Department of Radiation Oncology, Key Laboratory of Head & Neck Cancer Translational Research of Zhejiang Province, Zhejiang Cancer Hospital, Hangzhou 310022, China.

出版信息

Oral Oncol. 2018 Apr;79:27-32. doi: 10.1016/j.oraloncology.2018.02.004. Epub 2018 Feb 22.

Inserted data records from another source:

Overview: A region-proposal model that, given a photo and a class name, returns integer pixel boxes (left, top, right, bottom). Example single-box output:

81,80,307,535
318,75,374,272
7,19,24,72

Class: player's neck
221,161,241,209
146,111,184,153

DOI:10.1016/j.oraloncology.2018.02.004
PMID:29598947
Abstract

OBJECTIVE

To evaluate the locoregional extension and patterns of failure for nasopharyngeal carcinoma (NPC) with intracranial extension to improve clinical target volume (CTV) delineation.

PATIENTS AND METHODS

A total of 205 NPC patients with intracranial extension by magnetic resonance imaging (MRI) were retrospectively reviewed.

RESULTS

According to the cumulative incidence rates of tumor invasion, we initially classified anatomic sites surrounding the nasopharynx into three risk grades: high risk (≥35%), medium risk (≥10-35%), and low risk (<10%). It was concluded that the anatomic sites at high risk of tumor invasion were the middle/posterior skull base and the anatomic sites adjacent to the nasopharynx. The rate of lymph node (LN) metastasis was 90.2% (185/205). Retropharyngeal region (RP) and level IIb were the most frequently involved regions. Skip metastasis occurred in only 1.6% (3/185). At their last follow-up visit, 53 patients (25.9%) had developed treatment failure. Of the 18 local failures, 12 were considered in-field failure; the other 5 were marginal; one of the patients had outside-field failure. Among the 5 patients with marginal failures, 4 occurred mainly intracranially, and 1 occurred in the floor and the left lateral wall of the nasopharynx. Of the 11 regional failures, 10 were considered in-field failures and most of them (8/10) occurred in the unilateral upper neck.

CONCLUSION

For NPC with intracranial extension, primary disease and regional LN spread follow an orderly pattern and LN skipping was unusual. Clinical target volume reduction may be feasible for selected patients.

摘要

目的

评估有颅内侵犯的鼻咽癌(NPC)的局部区域扩展和失败模式,以改善临床靶区(CTV)勾画。

方法

回顾性分析 205 例经磁共振成像(MRI)证实有颅内侵犯的 NPC 患者。

结果

根据肿瘤侵犯的累积发生率,我们最初将鼻咽周围的解剖部位分为高风险(≥35%)、中风险(≥10-35%)和低风险(<10%)。高风险肿瘤侵犯的解剖部位为中/后颅底和毗邻鼻咽的解剖部位。淋巴结(LN)转移率为 90.2%(185/205)。咽后区(RP)和 IIb 区是最常受累的区域。跳跃性转移仅占 1.6%(3/185)。在最后一次随访时,53 例患者(25.9%)出现治疗失败。18 例局部失败中,12 例为场内失败;5 例为边缘性失败;1 例为场外失败。在 5 例边缘性失败中,4 例主要发生在颅内,1 例发生在鼻咽底部和左侧壁。11 例区域失败中,10 例为场内失败,其中大部分(8/10)发生在单侧上颈部。

结论

对于有颅内侵犯的 NPC,原发疾病和区域 LN 扩散遵循有序模式,且 LN 跳跃转移不常见。对于某些患者,CTV 缩小可能是可行的。